Praava Health is a network of family health centers in Bangladesh where patients come first. We are building a better patient experience that starts with family doctors, is enabled by user-friendly technology and offers access to a full range of diagnostics services. The Praava Health team is building a health system where patients come first: an outpatient network of health centers with family doctors as well as quality, reliable diagnostics. Because between 80 and 90 percent of all health care needs can be addressed by a family doctor,
Praava’s family doctors’ unit is the first point of entry for our patients. Praava Health features a group practice of family health professionals, including doctors with advanced training in family medicine, gynecology, pediatrics, dentistry and ophthalmology, as well as allied health providers such as psychologists, nutritionists, physiotherapists and health coaches. To accommodate patients who may need to see specialists, Praava also has a team of visiting specialists within our centers.

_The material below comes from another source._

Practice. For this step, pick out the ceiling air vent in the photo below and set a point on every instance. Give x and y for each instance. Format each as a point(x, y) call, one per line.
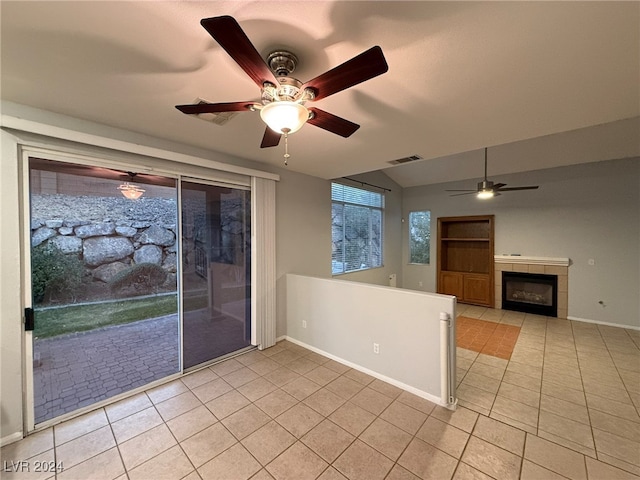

Proper care depends on accurate diagnosis. The diagnostics services we offer in-house include six laboratories for basic and advanced pathology, including Bangladesh’s first molecular cancer diagnostics lab in certain cancers like breast, cervical and colon cancer; and imaging services, including X-ray, ultrasonogram, DXA (bone marrow density), CT and MRI scans. Praava maintains international standards for our laboratories
and has commenced the process of obtaining
international accreditation, which we hope to
complete within two years.
We launched our first family health center in August 2017 and the full network will be rolled out in the coming decade based on a “hub and spoke” concept, with four hubs between Dhaka and Chittagong and spokes focused in the cities and beyond to peri-urban and rural areas. Our hub and spoke model aims to bring care to the community level and offer an array of services under one roof. Over time, harnessing technology and data, and creative alternative financing models, Praava Health expects to be able to offer world-class health care to tens of millions of Bangladeshis. The future of health care is based in technology, and Praava has already brought Bangladesh its first fully integrated hospital
information system, and is placing health literally in the palm of patents’ hands through an unprecedented patient portal. We are further experimenting to harness technology to improve diagnoses and access to specialty care. However, we do not believe that technology will ever replace the family doctor.
We hope to play a small part in Bangladesh’s development story, based on our belief that private sector infrastructure investment is essential to alleviating poverty, and that a healthy populace is a precondition to achieving and maintaining a sustainable growth trajectory.